The House of the Seven Gables (Hawthorne)

The House of the Seven Gables - Nathaniel Hawthorne

Somehow I missed this during my omnivorous reading of the 19th century gothic in my undergraduate years. I read it now from the point of view of someone who distinctly resembles fractious, unsightly Hepzibah far more than the idealized "little woman" Phoebe (though perhaps I have always been more a Hepzibah than a Phoebe). In any case, the emphasis on Hepzibah's incapabilities and infirmities, and her constant scowl, was the one truly uncomfortable note for me in this otherwise delightful excursion into Hawthorne's extravagant and oratorical chessboard of symbols and motifs. I'm aware that Hepzibah's offputting scowl, which does not at all represent her actual mood or actual morals, is the counterpart of the Judge's false and beaming smile, and both are equally insisted upon beyond any reasonable requirement for description so as to force the careless reader to consider what they actually represent. But I must admit, at the umpteenth reference to the ugly Hepzibah scowl, I was provoked into growling, "oh just give it a rest, already, Nathaniel!" Subtlety - not his forte.

 

Chapter 18 is extraordinary writing.
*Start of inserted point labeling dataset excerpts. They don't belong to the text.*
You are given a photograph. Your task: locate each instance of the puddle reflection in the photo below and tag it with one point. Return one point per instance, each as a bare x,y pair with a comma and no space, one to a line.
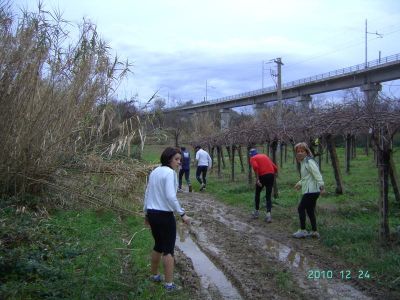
210,276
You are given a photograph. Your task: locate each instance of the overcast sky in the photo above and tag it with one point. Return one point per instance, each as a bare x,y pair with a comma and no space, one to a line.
176,46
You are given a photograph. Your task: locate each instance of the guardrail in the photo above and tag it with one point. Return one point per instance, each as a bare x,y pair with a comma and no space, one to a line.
325,76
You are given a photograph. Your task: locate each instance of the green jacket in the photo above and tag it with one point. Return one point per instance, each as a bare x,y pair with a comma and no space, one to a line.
311,178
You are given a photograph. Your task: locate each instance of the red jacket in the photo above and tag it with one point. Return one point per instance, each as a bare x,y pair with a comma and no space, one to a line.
262,165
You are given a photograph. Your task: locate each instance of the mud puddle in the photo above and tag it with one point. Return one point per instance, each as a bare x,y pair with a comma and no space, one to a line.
213,281
250,255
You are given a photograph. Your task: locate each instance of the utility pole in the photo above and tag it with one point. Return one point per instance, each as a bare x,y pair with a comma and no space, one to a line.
366,41
279,63
262,74
206,90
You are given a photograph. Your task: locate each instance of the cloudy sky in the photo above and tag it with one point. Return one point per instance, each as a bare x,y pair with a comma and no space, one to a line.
180,47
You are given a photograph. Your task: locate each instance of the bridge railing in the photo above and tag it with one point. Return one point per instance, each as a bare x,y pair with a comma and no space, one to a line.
340,72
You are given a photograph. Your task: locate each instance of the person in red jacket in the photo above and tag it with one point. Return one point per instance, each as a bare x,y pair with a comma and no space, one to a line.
265,171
I started reading it in a slightly irritated mood, because it seemed that the author was going to take a simplistic trope (the narrator doesn't realize that Judge Pyncheon is dead) and just make a chapter out of it without doing much. Instead, it becomes an absolute symphony of rhetorical, imaginative expansion of the would-haves and could-haves surrounding the mundane fact of a nasty man dead of congenital heart failure in a decaying old house.

 

I have a very small and select folder on my Kindle called, "read but keeping". In goes The House of Seven Gables.